The list of the methods that the user need to reimplement to extend the Preprocessor class is:



Initializes the Preprocessor class.


Name Type Description Default
dataset_name str

The name of the dataset to be processed.

signal_shape List[int]

A list containing two elements representing the number of channels and the number of timestamps in the signal.

preprocessors_name List[str]

A list of names for the preprocessing functions.

preprocessors List[Callable]

A list of callable preprocessing functions to be applied to the signals.

preprocessors_shape List[List[int]]

A list of shapes corresponding to the output of each preprocessing function.

data_folder str

The folder where the dataset is stored.
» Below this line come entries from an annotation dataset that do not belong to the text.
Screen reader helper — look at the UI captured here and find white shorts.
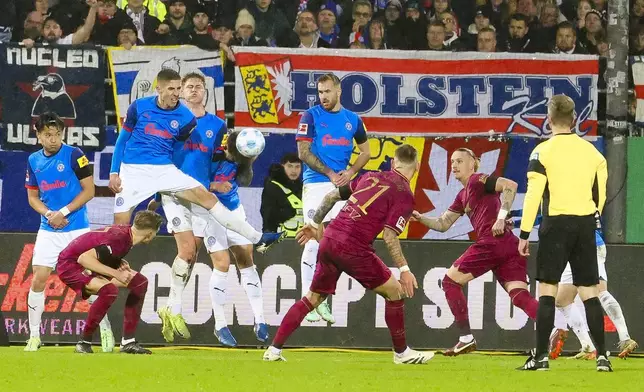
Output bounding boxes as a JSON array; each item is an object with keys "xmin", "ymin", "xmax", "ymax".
[
  {"xmin": 114, "ymin": 163, "xmax": 202, "ymax": 213},
  {"xmin": 559, "ymin": 245, "xmax": 608, "ymax": 284},
  {"xmin": 204, "ymin": 204, "xmax": 253, "ymax": 253},
  {"xmin": 302, "ymin": 182, "xmax": 346, "ymax": 224},
  {"xmin": 31, "ymin": 229, "xmax": 89, "ymax": 268}
]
If None, the default data folder is used.



Reads a subject's record and returns a tuple containing the signal and labels.

(Required) Method should be provided by the user.


Name Type Description Default
record str

The path to the subject's record.



Type Description

Tuple[np.array, np.array]: A tuple containing the signal and labels with shapes [n_windows, n_channels, n_timestamps] and [n_windows], respectively. If the record should be skipped, the function should return None, None.


Downloads the dataset if it is not already present on disk.

(Optional) Method to be implemented by the user.


Customizes the dataset table before saving it.

(Optional) Method to be provided by the user.


Name Type Description Default
table DataFrame

The dataset table to be customized.



Type Description

pd.DataFrame: The customized dataset table.


Returns the train, validation, and test subjects.

(Optional) Method to be provided by the user. By default, the method splits the subjects randomly with 70% for training, 15% for validation, and 15% for testing.


Type Description

Tuple[List, List, List]: A tuple containing the train, validation, and test subjects.